Documents lodged with Companies House show Manchester United Ltd had revenues of £254m in the year to the end of June 2016, some 25pc higher than during the previous year.
However, pre-tax profits were even more impressive, surging 73pc tp £141m after a mammoth sponsorship deal the club scored with Adidas kicked in.
Analysis of the accounts show Manchester United received £72.7m from the German sportswear giant after they signed a 10-year deal worth £750m.
The agreement – described as a “a global technical sponsorship and dual-branded licensing deal” started in the 2015-16 season, and is believed to be the biggest kit deal in sport.
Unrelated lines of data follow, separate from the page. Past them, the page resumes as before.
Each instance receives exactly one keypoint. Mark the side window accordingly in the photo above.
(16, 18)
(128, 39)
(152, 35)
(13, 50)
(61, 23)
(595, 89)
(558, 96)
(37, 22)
Adidas replaced Nike as a sponsor after US-based business – which had been linked with the club since 2002 – pulled out of talks about continuing the relationship because it thought Manchester United was demanding too much money.
Also giving a massive boost to the club’s finances was car group General Motors, kicking in £52.2m over the year to have its Chevrolet brand on players’ shirts.
The deal shows the global attraction of Manchester United: Chevrolet ceased to exist as a retail brand in UK in 2015 because of a “challenging business model”. Instead the car company has focused on promoting its Opel and Vauxhall brands in Europe, though Chevrolet continues to exist in other parts of the world.
Also filed with Companies House were the accounts of Red Football Limited, the immediate parent of Manchester United Ltd, and which covers the ancillary businesses based around football. Its finances showed a similar stellar performance – again boosted by sponsorship deals – with revenue rising from £395m to £515m and a profit of £49m, reversing a £2.3m loss the year before.
The parent group paid a £20m dividend during the year, up from a zero payout last time round.